In the wake of that decision, in which a panel of the appellate court prohibited California from adding to the tribes' new gaming compacts any regulatory topics not directly tied to gambling, tribal leaders have sought to recoup $1,130,679 they estimated spending on the litigation. California fired back, saying the tribes are ineligible for that relief because the federal Indian Gaming Regulatory Act contains no provision for recovering such expenses.
Nor can the tribes turn to state civil procedure to recoup their attorney fees, Newsom and other state officials argued, since the case involved only questions of the federal Indian gaming law, not state law. The Ninth Circuit has already determined — in the 2018 case Independent Living Center of Southern California Inc. v. Kent — that such claims are valid exclusively in litigation over state law, according to California.
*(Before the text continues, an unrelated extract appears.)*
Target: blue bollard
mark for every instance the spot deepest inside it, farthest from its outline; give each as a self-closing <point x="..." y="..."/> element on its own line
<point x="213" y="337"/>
"The tribes' attempt to expand Kent to permit state law attorneys' fees awards in federal court cases that do not adjudicate a state law claim remains wholly without support," the state said. In their Sept. 26 motion, the five Native tribes said their request of $1.1 million in attorney fees was based on reduced rates and reflected a proper "lodestar" amount, defined as the product of the number of hours reasonably spent on the litigation and a reasonable hourly rate for the attorneys.
That calculation, on the high end, proposes $980 per hour for Lester J. Marston of Rapport and Marston, which represents all the tribes except the Blue Lake Rancheria. At the low end, it proposes $300 per hour for Marston's son, a law clerk at the same firm. But even if the tribes are, in fact, eligible to recoup such expenses, California and Newsom responded, the state is immune from furnishing those funds under the 11th Amendment of the U.S. Constitution.
California never waived its sovereign immunity in the litigation, the state added, calling the tribes "mistaken" for contending that it set aside its immunity under a statute that allows for lawsuits against the state that are related to the federal Indian gaming act. That statute, known as Section 98005, allows for "good faith" litigation under the Indian gaming act but does not waive California's immunity to attorney fees, according to state officials. "Because Section 98005 is silent on attorneys' fees, the statute does not 'unequivocally' waive the state's immunity to a claim for such fees," they said.